And what they did was interview all 6 of the PPI team about their experience of the project; she interviewed them about their recovery and then each of them read our four data chapters and they talked, as a group, about what they thought was interesting in the data; what it meant to them thinking about their own experiences of psychosis; what they would expect to see in the data, what was missing, what was there, what they thought it meant. It was, we did it quickly so that wasn’t ideal, it would have been much better to have a much longer process, but it was just so valuable. So they did the, they did an element of synthesis. And then the research team at the same time were doing further analysis too, and we put those together – we had a meeting together to discuss that. Their work is in our final report, the lived experience synthesis and I found it incredibly helpful and would definitely recommend doing it again.

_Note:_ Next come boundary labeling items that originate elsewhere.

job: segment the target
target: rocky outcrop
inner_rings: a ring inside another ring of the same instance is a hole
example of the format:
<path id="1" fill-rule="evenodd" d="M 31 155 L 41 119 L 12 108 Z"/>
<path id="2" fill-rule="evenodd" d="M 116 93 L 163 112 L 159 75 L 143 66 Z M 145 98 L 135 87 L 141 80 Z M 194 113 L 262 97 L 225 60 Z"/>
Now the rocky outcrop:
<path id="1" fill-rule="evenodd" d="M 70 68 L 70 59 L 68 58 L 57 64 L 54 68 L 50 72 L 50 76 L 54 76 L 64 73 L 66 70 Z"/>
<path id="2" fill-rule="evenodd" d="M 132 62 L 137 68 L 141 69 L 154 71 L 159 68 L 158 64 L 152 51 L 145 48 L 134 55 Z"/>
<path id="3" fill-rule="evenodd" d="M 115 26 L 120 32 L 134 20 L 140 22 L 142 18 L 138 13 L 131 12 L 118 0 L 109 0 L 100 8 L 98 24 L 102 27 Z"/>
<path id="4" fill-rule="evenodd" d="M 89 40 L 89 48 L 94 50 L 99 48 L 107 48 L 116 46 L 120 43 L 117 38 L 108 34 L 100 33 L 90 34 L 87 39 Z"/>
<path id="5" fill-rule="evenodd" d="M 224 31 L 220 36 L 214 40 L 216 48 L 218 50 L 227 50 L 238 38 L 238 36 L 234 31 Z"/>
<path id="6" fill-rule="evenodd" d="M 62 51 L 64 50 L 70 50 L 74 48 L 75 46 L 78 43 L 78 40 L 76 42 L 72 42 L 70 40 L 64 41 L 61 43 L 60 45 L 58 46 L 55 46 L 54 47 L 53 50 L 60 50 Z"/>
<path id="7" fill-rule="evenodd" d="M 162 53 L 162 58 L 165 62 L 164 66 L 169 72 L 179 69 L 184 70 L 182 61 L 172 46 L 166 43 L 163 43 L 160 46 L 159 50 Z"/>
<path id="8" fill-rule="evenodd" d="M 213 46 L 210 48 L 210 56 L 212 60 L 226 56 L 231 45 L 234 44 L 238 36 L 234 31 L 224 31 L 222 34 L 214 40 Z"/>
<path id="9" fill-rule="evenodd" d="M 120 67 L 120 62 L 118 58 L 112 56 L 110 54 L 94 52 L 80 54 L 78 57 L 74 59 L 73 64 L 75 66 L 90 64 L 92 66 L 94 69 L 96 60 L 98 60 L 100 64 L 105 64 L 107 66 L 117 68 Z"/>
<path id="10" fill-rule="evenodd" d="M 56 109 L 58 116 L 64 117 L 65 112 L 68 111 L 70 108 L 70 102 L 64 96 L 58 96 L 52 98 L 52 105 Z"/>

Vanessa used one-to-one discussions with users to gather their views on a topic they might have felt uncomfortable talking about in a group.

So for example we've got another piece of work at the moment where we're working in a new area. We've never worked in this area before and at the heart of it is understanding women's experience of support during birth and labour. And they're vulnerable people, we're working with vulnerable people who are in quite difficult situations and we're looking at the impact of receiving support just before they have the baby, actually at labour, during labour they have a companion at labour and afterwards. And we're doing an evaluation of another charity that delivers this support.

And these women are, the service doesn’t have active involvement of the women that use the service so it's quite a new thing of thinking, 'Right here we are and how are we going to involve PPI in this evaluation study?' where the people they engage with aren't really used to even being involved and trust would need to be built, that getting involved with us is useful, worthwhile and safe for them.

So we've had to do it slightly differently in that study instead of forming an advisory group we sought to work one on one. We went and consulted women one on one rather than bringing people together as a group because they might not feel comfortable in a group. We sought the advice of four experts – women experts. Again we took our patient information leaflet, we took our… we took all our materials, all our publicity materials. We talked to them about what we're trying to do. We took the interview schedule we were planning as well and said, ‘Does it make sense? Do you think people will engage with us? What can we do to help built trust and encourage women to tell their story as part of the evaluation?’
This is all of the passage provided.